Maurice fronça ses sourcils broussailleux puis soupira. Il alla ouvrir à Gaston, tiré à quatre épingles dans un costume rouge et noir.
— Belle n'est pas encore prête, annonça le vieil inventeur.
— Ah, dans ce cas je vais...
— Gaston, peux-tu venir un instant, s'il te plaît ? demanda alors la voix de Belle.
Le jeune homme hésita et regarda Maurice qui lui jeta un regard avant de tourner les talons et d'aller dans sa chambre. Gaston regarda ensuite vers la porte entrouverte de celle de sa fiancée et s'approcha. Il poussa la porte et trouva Belle assise sur son lit, encore en robe de chambre.
— Tu n'es pas du tout prête ? s'étonna-t-il en entrant.
— J'ai peur qu'il me reconnaisse, répondit la jeune femme en tortillant le cordon de satin de sa robe.
Gaston s'assit au bord du lit près d'elle et lui frotta le dos. Elle appuya sa tête contre son épaule, soupira, puis se redressa.

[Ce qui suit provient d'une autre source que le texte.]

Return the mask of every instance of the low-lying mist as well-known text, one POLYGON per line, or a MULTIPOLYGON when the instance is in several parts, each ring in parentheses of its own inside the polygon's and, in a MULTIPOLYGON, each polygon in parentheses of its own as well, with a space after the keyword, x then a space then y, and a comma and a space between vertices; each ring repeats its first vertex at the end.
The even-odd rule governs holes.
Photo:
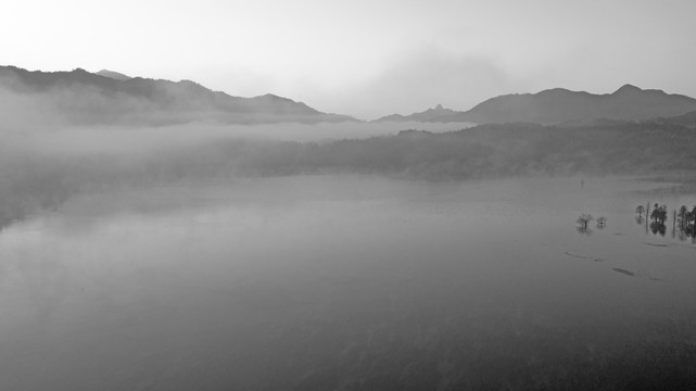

— Et si la magie de la fée n'était pas assez puissante ? demanda-t-elle en bondissant sur ses pieds. Et s'il me reconnaissait, si tous les souvenirs factices disparaissaient tout d'un coup ?
Gaston serra les mâchoires. Il tendit les mains, prit celles de Belle et la ramena vers lui. Il l'entoura de ses bras et posa sa tête contre son ventre un instant avant de la regarder d'en bas.
— Quand bien même, tu crois que je le laisserai t'approcher ? demanda-t-il. Ce petit prince de pacotille ne fait pas le poids face à moi.
Belle haussa un sourcil puis sourit. Gaston se releva alors et l'embrassa vivement en la serrant contre lui. La jeune femme se laissa faire et exhala un soupir quand il l'embrassa sur l'épaule, avant de se reprendre et de le repousser.
— Même si j'apprécie tes marques d'affection, Gaston, il n'est pas question de ça avant le mariage, dit-elle en le repoussant. À présent, à moins que tu veuilles m'aider à m'habiller, ouste.
— Non, mais je ne dirais pas non pour t'aider à délacer ton corset, par contre... souffla le jeune homme.
Belle rougit et se mit à rire en le poussant hors de la chambre. Il rigola en s'éloignant et la jeune femme ferma la porte.